Every year since 1992, October 10th (tomorrow) has been identified as a day to recognize mental health. The main objective is to raise awareness of mental health issues around the world and to initiate efforts in support of mental health.
A few of the previous themes include suicide prevention, young people and mental health in a changing world, mental health in the workplace, and psychological first aid. This year, the theme is anticipated to be, mental health for all. In light of the events of this current year, more than ever, the need for mental health awareness, support, and abolishment of stigma should be supported and advocated for.
When we are living in a global pandemic, it can be difficult to recognize everything that we have truly gone through. That’s because we are living it! We are surviving over thriving every day in an effort to maintain physical, social, emotional, and mental stability. And it’s truly hard! In this instance, we are more separated from one another in terms of physical closeness, but across the globe we have so much in common.

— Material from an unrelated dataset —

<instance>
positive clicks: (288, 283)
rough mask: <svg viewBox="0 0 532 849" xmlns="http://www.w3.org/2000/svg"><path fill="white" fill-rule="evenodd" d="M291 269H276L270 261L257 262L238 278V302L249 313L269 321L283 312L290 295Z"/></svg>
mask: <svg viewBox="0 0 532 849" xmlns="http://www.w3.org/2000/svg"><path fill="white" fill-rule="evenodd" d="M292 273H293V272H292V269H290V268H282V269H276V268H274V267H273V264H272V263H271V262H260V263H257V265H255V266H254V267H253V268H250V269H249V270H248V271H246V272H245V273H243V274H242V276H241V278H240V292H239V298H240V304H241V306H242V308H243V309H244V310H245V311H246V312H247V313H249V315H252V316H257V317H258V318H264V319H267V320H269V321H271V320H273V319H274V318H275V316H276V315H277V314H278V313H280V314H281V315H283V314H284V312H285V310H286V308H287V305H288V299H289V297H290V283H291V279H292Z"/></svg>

We are physically separated. People have lost their loved ones, sometimes in tragic ways. The amount and length of isolation has led to depression, and the economic downfall has led to feelings of hopelessness, increased stress, and anxiety. People have a lack of purpose, reliving the same day with the same guidelines for weeks and months at a time with limited change and hope insight that things will ever go back to “normal.” The amount of time spent on social media and the impact of the news has further isolated people and affected their feelings of stress as the loss of control over their own lives becomes more and more evident.
Without a global pandemic, and just one main stressor, people can react and cope in ways that align with a mental health diagnosis. Now imagine experiencing all of these major stressors! A family member dies, you’ve been laid off, you are forced to move, you become sick yourself, and the pressure puts strain on your own relationships. This is not an unlikely or less than plausible scenario for many. Coping skills included talking to other people, engaging in social activities, going to the gym, pushing through a structured and organized day, and suddenly that’s gone. It is no wonder we are in a mental health crisis. That suicide rates have gone up. That children are experiencing more symptoms of depression and stress.
However, people have also come out stronger. They have been challenged to reinvent their lives. They have been triggered to increase their focus on their own mental health as a way to cope. We have altered what the state of normal really is. And while it’s uncomfortable, may have been able to achieve it. Some days are better than others for sure!
Please remember, that here in the United States, there is wide variety of how “normal” is identified. Just because you are a United States citizen, doesn’t mean that you have access to affordable housing, food, or an income. Everyone has had to adjust and cope in their own ways. I urge you to recognize that this pandemic reaches outside of your own neighborhood, city, state, and country. Some countries have had fewer resources, or had to adapt with basic needs not having been met.
Mental health services should be available for all across the world and be uniquely made for all the differences. There is no one size fits all in terms of mental health and how to treat it, but that doesn’t mean it shouldn’t be addressed at all.
Practice your gratitude and recognize your own achievements up to today. Applaud yourself for whatever moment you are at, and reach out when you need support and help. Mental health has been affected by all this year, and the more we recognize and advocate for services and normalize conditions, the better we can all be.